This list contains only the countries for which job offers have been published in the selected language (e.g., in the French version, only job offers written in French are displayed, and in the English version, only those in English).
The Amazon Artificial General Intelligence (AGI) Data Services organization is responsible for developing diverse datasets to train and evaluate the Amazon AI models. We are looking for Language Engineers to join our science and engineering team to support the development of complex, multimodal datasets, using a range of approaches including synthetic data generation, model-supported data generation, and human-in-the-loop data collections. You will play a critical role in driving innovation and advancing the state-of-the-art in evaluating and training AI models. You will work closely with cross-functional teams, including product managers, engineers, and data scientists to ensure that our AI systems are best in class.
Job Responsibility:
Design complex data collections with human participants in response to science needs: author instructions, define and implement quality targets and mechanisms, provide day-to-day coordination of data collection efforts (including planning, scheduling, and reporting), and be responsible for the final deliverables
Design and conduct complex data creation tasks using synthetic and model-based data generation methods, following state-of-the-art approaches
Analyze and extract insights from large amounts of data
Build tools or tool prototypes for data analysis or data creation, using Python or another scripting language
Use modeling tools to bootstrap or test new AI functionalities
Collaborate with scientists, software engineers, and other data creators to evaluate performance of AI models
Requirements:
Advanced degree in computer science, mathematics, statistics, machine learning or equivalent quantitative field
Experience with language annotation and other forms of data markup
Knowledge of one or more scripting languages (e.g., Python, Ruby, Perl)

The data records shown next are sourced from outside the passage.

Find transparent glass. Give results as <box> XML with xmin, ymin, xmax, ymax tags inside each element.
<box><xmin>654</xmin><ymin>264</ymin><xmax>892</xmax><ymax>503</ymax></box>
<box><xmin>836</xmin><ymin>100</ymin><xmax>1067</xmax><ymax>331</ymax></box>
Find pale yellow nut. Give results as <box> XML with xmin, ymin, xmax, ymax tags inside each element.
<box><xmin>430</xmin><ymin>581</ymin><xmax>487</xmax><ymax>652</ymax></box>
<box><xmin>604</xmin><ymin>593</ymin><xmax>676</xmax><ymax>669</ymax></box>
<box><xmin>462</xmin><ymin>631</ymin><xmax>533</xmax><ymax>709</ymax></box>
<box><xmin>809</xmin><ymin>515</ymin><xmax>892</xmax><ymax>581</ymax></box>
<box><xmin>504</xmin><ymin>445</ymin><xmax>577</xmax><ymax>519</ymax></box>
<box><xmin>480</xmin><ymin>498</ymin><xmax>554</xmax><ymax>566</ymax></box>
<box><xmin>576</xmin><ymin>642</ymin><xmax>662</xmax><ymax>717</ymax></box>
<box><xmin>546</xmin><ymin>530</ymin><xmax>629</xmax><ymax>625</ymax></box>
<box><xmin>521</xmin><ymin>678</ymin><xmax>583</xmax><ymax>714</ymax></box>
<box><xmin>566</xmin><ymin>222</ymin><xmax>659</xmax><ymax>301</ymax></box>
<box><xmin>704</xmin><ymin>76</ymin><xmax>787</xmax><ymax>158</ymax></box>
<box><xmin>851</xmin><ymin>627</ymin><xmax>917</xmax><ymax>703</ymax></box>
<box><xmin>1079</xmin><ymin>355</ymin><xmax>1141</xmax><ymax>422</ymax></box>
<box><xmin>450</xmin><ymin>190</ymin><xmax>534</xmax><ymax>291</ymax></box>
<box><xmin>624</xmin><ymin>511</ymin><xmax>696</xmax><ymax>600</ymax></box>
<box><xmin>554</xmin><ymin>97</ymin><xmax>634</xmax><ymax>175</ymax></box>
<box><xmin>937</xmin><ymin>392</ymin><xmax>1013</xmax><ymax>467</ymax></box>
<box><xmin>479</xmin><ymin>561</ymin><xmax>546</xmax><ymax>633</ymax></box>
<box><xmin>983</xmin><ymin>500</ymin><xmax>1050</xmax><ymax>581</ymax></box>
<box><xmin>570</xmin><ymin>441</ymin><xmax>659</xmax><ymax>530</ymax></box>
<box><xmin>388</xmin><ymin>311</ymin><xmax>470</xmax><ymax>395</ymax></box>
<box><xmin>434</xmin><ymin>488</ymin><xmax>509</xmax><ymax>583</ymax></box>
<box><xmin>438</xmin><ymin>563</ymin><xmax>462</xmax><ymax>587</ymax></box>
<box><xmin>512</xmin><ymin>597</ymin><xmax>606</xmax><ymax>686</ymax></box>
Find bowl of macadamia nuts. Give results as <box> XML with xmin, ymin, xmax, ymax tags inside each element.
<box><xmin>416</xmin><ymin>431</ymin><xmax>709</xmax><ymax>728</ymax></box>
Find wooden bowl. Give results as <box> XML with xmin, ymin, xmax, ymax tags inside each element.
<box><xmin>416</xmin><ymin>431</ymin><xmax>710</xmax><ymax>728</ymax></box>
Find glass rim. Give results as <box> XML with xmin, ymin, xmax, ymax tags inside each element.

2+ years experience in computational linguistics or language data processing or AI data creation
Experience working with speech, text, and multimodal data in multiple languages
Excellent communication, strong organizational skills and very detailed oriented
Comfortable working in a fast paced, highly collaborative, dynamic work environment
Nice to have:
Experience with database queries and data analysis processes (SQL, R, MATLAB, etc.), or Unix
PhD in Computational Linguistics (or equivalent field with computational emphasis)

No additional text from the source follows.